New to HBO Max: ‘An American Pickle’ Review
If I ever got a chance to make a list of celebrities I would love to smoke weed with, Seth Rogen would easily make the cut. Being one of the most shamelessly outspoken celebrity stoner, activist, cannabis entrepreneur and, above all, one of the best comedic actors of my generation, I always lose my shit when I find out he’s involved in a new film or other creative project. And with COVID ravaging just about every part of American life, I’ve taken his personal advice to indulge in weed and movies to help get me through it. So when I found out Seth Rogen’s most recent film, ‘An American Pickle‘ was released back in August and was HBO Max’s very first original film, I had to roll me up one and check it out.
Seth Rogen in Rare Form
Based on the short story titled Sell Out by Simon Rich, ‘An American Pickle’ opens with Rogen playing Herschel Greenbaum, a Jewish laborer who immigrates to the great U.S. of A alongside his wife in the year 1919. He lands a job at a pickle factory in Brooklyn, and is able to save up enough money to buy two graves, eventually for him and his spouse, in a local Jewish cemetery. Greenbaum comically ends up slipping and falling into a large vat of pickles where he is perfectly preserved for years, until finally waking up in the year 2019. He’s left to wander aimlessly, traversing this new American landscape alone, until he finds and meets his only living relative, his great grandson Ben, who is a freelance app developer.
Without giving too much of the plot away, the movie plays around with the social differences between both time periods and Greenbaum’s hilarious attempt at trying to adapt to a world of hipsters and Twitter.

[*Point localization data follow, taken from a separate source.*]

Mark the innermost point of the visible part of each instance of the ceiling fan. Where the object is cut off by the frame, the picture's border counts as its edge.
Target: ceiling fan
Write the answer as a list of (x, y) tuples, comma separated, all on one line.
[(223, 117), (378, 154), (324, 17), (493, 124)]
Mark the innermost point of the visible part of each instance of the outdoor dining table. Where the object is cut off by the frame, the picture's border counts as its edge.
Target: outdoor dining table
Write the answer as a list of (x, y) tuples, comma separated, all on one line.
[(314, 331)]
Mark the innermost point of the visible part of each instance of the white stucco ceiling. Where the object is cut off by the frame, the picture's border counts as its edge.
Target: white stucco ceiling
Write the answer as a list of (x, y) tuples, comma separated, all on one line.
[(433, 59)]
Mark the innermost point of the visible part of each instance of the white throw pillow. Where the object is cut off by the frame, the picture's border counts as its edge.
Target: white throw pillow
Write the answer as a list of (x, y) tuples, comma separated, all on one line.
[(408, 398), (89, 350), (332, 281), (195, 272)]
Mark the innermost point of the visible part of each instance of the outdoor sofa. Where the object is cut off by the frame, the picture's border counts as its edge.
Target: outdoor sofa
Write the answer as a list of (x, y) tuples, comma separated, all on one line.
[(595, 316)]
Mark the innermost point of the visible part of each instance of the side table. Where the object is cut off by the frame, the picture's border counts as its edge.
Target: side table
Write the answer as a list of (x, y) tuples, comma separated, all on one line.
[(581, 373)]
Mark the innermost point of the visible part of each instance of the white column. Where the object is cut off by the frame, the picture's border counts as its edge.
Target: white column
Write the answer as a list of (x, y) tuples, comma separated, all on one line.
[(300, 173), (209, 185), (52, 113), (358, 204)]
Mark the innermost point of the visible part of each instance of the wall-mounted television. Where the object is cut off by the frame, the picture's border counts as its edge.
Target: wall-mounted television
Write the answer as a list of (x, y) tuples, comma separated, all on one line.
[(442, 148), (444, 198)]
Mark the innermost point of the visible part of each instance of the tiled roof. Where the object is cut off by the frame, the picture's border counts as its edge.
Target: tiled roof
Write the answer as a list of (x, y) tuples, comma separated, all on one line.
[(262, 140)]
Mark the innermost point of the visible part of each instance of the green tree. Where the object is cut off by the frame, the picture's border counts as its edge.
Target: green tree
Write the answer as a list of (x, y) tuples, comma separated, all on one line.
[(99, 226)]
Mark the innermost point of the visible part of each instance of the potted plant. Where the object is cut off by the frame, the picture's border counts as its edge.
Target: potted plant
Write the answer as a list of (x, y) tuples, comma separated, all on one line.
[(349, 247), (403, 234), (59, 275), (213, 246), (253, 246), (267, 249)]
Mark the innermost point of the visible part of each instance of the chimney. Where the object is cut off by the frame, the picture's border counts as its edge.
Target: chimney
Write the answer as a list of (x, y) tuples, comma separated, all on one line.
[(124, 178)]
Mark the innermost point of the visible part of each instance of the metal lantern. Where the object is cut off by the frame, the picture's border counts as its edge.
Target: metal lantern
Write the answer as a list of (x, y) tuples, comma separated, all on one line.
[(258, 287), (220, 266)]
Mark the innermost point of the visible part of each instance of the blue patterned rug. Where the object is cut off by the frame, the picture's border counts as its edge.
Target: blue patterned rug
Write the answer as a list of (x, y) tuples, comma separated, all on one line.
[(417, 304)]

We also see Seth Rogen in rare form – playing both roles of Herschel and Ben. While the shtick of a lead in a film playing two roles isn’t new or original, the film and Rogen’s acting actually incorporate it incredibly well without it ever seeming too tacky. While Rogen isn’t known as an in depth method actor, and his attempt at having an accent is more comical than anything, he does well highlighting each role’s character traits and how the time in which they live shapes and influences who they are. This, and the clashing of these archetypes, is the most essential part of the films plot.
What to Expect
At the heart of the films plot is obvious satire of just how ridiculous modern society can be, especially from the perspective of, say, a year 1919 mindset. It shamelessly pokes fun at everything from the trendiness of hipster culture to the heavy influence of social media on society and culture. It’s surely not as crass as ‘Sausage Party’, not quite as hilarious as Rogen’s line up of Judd Apatow directed films (‘Superbad’, ‘Knocked Up’), and don’t expect the stoner humor of his classic ‘Pineapple Express’; but what this film lacks in those departments, it surely makes up for in depth. And despite not being over saturated with cursing and fart, poop and dick jokes, it still manages to be fun, not take itself too seriously, and even mature in its delivery.
The story and ending has a heavy influence on the importance of family, culture and ancestry. In today’s fast paced, internet dominant culture, it’s easy to lose sight of things like history or family and how these things can play a role in our lives today. This film reassess why these things are, or should be, important while also playing with the age old tale of the hard working immigrant trying to find their piece of the American pie.
‘An American Pickle’ might not be for everyone and some fans may not like the slight deviation from what we have come to expect from Seth Rogen, it is lighthearted and poses some interesting questions to the viewers such as who are you, where do you come from and what that means to you.